19
giu

Tutti i nudi vengono al petting – Volver

Vi chiederete voi, che c’entra il titolo con la recensione di Volver? A parte il fatto che è quello che mi piacerebbe fare con Penelope Cruz, Volver, è una storia di ritorni (non a caso si chiama Ritornare ndr), dove alla fine tutti i nodi vengono al petting…ehm pettine (avevo ancora nella mente lo splendido ciondolo che porta Penelope nel film).

Tornando a una parvenza di serietà, la storia si svolge nella Spagna rurale, quella dei piccoli paesi, ma che potrebbe tranquillamente svolgersi nell’Italia peninsulare, in terronia insomma. Interi nuclei familiari che passano le giornate a lucidare le lapidi dei propri cari, cortei senza fine dietro al carro funebre, nenie di ore delle donne vestite di nero che spulciano i rosari e così via.

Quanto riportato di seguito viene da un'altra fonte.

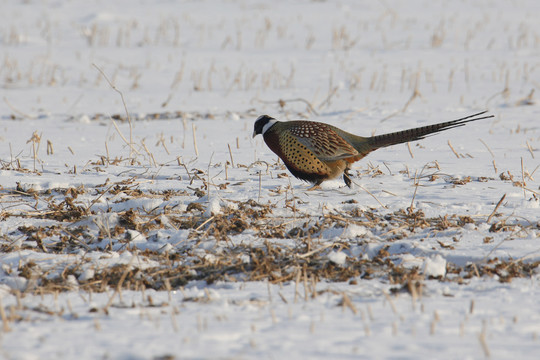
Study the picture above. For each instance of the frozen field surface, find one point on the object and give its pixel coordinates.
(139, 219)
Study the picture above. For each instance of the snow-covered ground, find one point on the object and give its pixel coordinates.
(177, 235)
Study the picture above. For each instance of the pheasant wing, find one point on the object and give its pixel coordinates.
(321, 139)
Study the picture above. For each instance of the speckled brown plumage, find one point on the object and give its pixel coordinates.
(315, 152)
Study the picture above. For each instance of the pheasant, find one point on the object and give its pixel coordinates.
(316, 152)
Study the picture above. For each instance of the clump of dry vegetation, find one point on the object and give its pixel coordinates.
(168, 246)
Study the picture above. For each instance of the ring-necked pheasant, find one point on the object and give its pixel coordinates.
(316, 152)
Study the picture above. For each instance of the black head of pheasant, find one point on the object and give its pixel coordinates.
(316, 152)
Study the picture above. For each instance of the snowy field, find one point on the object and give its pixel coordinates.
(140, 220)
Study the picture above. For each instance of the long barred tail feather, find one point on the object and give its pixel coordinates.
(419, 133)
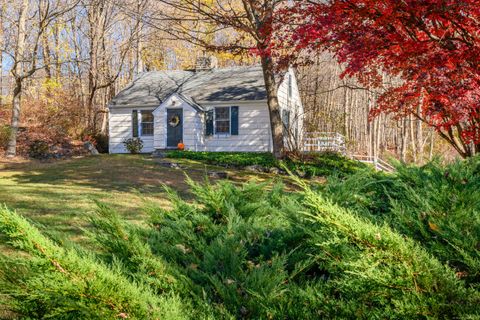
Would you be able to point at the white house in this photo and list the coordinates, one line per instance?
(207, 110)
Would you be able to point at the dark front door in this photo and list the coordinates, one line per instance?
(174, 127)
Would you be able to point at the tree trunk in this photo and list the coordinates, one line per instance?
(16, 107)
(17, 71)
(273, 107)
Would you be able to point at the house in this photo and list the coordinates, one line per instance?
(208, 109)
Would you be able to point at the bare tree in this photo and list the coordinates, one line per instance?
(30, 21)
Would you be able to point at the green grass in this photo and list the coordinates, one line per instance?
(58, 194)
(309, 166)
(368, 245)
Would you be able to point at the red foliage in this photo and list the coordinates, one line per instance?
(433, 46)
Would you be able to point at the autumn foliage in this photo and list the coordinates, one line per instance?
(432, 47)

L’argomento principale è quello dei rapporti familiari, tra mamma e figlia, di tragedie, incomprensioni e segreti tenuti nascosti per anni. Il centro di gravità verso il quale tutto confluisce è il personaggio splendidamente interpretato da Penelope Cruz, che è sia madre di una ragazza di 14 anni, sia figlia di una madre che fa uno strano ritorno. Potrebbe sembrare un polpettone (polpettone *sbav* ndHomer) ma invece la storia fila liscia fino alla fine, anche se forse gli ultimi 20 minuti sono un po’ tirati per le lunghe, anche grazie ai numerosi colpi di scena.

Gli attori mi sono piaciuti tutti ma la Cruz è stata molto brava, a tratti ricordava la Sofia Loren della Ciociara dalla quale ha più volte ammesso di ispirarsi.